Long-range epidemic spreading in a random environment

TL;DR

This paper investigates the long-range epidemic spreading in disordered environments using a combination of renormalization group methods and simulations, revealing critical behaviors and Griffiths phases in the model.

Contribution

It introduces a detailed analysis of a long-range contact process with decaying infection rates, highlighting the emergence of Griffiths phases and critical scaling behaviors.

Findings

Survival probability decays as a power law with time.

A Griffiths phase with a continuously varying dynamical exponent.

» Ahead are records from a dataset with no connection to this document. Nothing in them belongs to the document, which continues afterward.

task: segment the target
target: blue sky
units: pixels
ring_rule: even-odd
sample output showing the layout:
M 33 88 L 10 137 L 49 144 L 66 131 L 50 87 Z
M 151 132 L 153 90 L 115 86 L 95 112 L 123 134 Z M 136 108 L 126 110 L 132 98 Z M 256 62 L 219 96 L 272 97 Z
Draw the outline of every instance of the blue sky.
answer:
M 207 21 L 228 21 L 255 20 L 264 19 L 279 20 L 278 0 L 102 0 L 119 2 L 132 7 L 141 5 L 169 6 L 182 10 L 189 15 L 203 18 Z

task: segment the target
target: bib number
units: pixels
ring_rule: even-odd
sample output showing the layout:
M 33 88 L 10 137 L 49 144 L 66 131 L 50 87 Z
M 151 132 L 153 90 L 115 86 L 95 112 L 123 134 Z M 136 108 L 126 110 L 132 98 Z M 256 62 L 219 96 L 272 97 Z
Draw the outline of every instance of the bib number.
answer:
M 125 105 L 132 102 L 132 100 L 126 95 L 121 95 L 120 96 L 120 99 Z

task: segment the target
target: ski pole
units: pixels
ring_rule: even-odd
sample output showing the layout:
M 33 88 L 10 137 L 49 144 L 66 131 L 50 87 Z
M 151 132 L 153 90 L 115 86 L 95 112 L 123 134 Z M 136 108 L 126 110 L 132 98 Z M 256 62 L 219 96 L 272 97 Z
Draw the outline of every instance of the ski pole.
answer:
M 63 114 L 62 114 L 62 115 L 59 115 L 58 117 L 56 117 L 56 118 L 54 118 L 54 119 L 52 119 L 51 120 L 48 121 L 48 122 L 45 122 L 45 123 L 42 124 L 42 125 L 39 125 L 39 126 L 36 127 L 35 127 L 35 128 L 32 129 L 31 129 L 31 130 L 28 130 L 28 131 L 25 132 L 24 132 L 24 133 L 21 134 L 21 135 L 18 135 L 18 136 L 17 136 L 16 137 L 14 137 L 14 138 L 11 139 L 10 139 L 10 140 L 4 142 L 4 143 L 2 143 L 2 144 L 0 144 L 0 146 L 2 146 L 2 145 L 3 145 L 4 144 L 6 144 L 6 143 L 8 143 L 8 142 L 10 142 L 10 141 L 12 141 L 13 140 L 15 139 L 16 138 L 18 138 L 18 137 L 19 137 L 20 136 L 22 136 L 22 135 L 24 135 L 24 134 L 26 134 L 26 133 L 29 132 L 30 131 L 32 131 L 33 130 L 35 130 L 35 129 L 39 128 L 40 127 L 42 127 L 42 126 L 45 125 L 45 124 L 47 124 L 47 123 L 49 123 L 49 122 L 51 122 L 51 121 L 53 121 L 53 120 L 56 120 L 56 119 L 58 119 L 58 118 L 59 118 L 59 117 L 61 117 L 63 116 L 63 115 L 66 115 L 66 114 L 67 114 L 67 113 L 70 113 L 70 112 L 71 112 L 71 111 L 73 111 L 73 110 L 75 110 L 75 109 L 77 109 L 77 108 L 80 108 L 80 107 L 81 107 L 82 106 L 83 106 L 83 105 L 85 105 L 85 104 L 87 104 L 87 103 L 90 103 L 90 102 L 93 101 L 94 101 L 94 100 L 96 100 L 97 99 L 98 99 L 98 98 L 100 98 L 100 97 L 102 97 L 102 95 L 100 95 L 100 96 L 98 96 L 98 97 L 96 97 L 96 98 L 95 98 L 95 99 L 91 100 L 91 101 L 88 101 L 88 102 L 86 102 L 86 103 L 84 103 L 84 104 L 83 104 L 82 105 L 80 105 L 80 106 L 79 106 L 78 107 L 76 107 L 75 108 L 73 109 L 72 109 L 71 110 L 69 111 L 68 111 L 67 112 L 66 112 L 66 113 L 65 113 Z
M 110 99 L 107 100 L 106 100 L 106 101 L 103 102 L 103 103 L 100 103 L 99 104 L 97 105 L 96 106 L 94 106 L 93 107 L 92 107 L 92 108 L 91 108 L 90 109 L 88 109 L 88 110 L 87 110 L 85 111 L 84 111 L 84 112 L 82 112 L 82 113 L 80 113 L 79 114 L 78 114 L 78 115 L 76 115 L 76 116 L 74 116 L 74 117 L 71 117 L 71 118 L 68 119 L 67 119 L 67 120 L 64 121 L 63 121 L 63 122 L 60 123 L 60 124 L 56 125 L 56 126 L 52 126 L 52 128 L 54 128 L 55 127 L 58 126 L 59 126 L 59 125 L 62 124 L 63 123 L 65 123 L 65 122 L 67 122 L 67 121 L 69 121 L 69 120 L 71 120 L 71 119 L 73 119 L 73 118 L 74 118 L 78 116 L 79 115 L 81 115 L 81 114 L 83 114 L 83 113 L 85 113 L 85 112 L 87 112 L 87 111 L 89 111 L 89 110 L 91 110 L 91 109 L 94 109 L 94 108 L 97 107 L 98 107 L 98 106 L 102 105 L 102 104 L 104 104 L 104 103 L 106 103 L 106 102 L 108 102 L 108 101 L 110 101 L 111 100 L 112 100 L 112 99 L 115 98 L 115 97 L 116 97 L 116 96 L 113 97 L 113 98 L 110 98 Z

Growth of infected cluster size follows a power law at the threshold.

Abstract

Modeling long-range epidemic spreading in a random environment, we consider a quenched disordered, $d$-dimensional contact process with infection rates decaying with the distance as $1/r^{d+\sigma}$. We study the dynamical behavior of the model at and below the epidemic threshold by a variant of the strong-disorder renormalization group method and by Monte Carlo simulations in one and two spatial dimensions. Starting from a single infected site, the average survival probability is found to decay as $P(t) \sim t^{-d/z}$ up to multiplicative logarithmic corrections. Below the epidemic threshold, a Griffiths phase emerges, where the dynamical exponent $z$ varies continuously with the control parameter and tends to $z_c=d+\sigma$ as the threshold is approached. At the threshold, the spatial extension of the infected cluster (in surviving trials) is found to grow as $R(t) \sim t^{1/z_c}$ with a multiplicative logarithmic correction, and the average number of infected sites in surviving trials is found to increase as $N_s(t) \sim (\ln t)^{\chi}$ with $\chi=2$ in one dimension.